WordPress.org
Get WordPress

Make WordPress Core

Opened 5 days ago

Last modified 34 hours ago

#65270 new defect (bug)

wp_kses() corrupts valid CSS background-image: url(...) declarations into style=")" 7.0-RC4

Reported by: nextendweb's profile nextendweb Owned by:
Milestone: 7.0.1 Priority: normal
Severity: normal Version: 7.0
Component: Formatting Keywords: has-patch needs-unit-tests
Focuses: Cc:

Description

wp_kses() appears to incorrectly sanitize valid CSS background-image: url(...) declarations, resulting in malformed output instead of preserving the declaration or removing it entirely.

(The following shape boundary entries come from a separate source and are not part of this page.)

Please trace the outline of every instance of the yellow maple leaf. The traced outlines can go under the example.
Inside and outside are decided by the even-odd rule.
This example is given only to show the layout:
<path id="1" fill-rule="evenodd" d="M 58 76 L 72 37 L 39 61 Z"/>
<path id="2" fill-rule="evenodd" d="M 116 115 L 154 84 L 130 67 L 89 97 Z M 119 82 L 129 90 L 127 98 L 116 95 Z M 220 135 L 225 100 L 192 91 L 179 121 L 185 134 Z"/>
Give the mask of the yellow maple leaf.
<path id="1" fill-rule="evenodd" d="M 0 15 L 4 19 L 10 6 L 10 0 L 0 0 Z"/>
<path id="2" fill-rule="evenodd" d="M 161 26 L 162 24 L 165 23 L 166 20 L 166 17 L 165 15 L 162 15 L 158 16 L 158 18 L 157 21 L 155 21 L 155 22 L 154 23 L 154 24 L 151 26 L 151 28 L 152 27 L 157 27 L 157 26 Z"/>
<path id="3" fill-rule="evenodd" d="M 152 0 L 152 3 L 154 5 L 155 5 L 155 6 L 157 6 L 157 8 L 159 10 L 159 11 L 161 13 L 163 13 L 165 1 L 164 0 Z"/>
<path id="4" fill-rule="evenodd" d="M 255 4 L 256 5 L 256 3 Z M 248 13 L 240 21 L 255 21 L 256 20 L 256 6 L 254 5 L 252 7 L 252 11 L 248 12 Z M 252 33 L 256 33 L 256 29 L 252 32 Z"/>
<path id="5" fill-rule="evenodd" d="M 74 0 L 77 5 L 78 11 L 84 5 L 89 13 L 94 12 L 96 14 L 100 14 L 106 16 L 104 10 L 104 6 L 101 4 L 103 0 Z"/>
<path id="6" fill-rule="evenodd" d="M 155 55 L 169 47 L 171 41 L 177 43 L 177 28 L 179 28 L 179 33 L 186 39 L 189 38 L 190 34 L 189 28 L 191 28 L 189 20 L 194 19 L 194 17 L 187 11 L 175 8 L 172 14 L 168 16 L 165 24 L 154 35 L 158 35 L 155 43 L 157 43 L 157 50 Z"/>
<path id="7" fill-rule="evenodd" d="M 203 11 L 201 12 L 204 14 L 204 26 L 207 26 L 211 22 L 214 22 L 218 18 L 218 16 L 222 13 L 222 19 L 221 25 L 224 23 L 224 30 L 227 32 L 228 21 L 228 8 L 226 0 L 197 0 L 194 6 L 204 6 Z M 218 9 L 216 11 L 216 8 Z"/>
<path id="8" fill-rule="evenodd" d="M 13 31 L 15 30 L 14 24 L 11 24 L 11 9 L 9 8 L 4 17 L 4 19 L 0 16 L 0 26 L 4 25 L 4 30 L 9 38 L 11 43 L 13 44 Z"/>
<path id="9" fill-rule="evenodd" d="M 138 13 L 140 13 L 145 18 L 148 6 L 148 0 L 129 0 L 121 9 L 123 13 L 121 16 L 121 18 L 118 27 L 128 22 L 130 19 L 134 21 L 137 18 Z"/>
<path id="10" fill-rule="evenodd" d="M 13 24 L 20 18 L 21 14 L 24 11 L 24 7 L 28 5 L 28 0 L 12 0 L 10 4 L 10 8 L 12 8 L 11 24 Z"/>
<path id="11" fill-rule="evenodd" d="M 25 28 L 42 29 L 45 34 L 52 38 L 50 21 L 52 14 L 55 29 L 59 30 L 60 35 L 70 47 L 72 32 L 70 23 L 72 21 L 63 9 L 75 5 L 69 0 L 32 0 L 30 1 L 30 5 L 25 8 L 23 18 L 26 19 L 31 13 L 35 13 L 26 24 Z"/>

The issue reproduces with both literal quotes and HTML entity encoded quotes inside url(...).

Steps to Reproduce

$allowed = [
  'div' => [
    'style' => true,
  ],
];

echo wp_kses( '<div style="background-image: url(\'https://localhost/image.jpg\');"></div>', $allowed );

echo wp_kses( '<div style="background-image: url(&quot;https://localhost/image.jpg&quot;);"></div>', $allowed );

Actual Results

Both examples produce:

<div style=")"></div>

Expected Results

Expected output should either preserve the valid CSS:

<div style="background-image: url('https://localhost/image.jpg')"></div>

The sanitizer should not emit malformed residual CSS such as:

style=")"

Regression Notes

This appears to be a regression from WordPress 6.9.4 for single-quoted CSS url(...) values.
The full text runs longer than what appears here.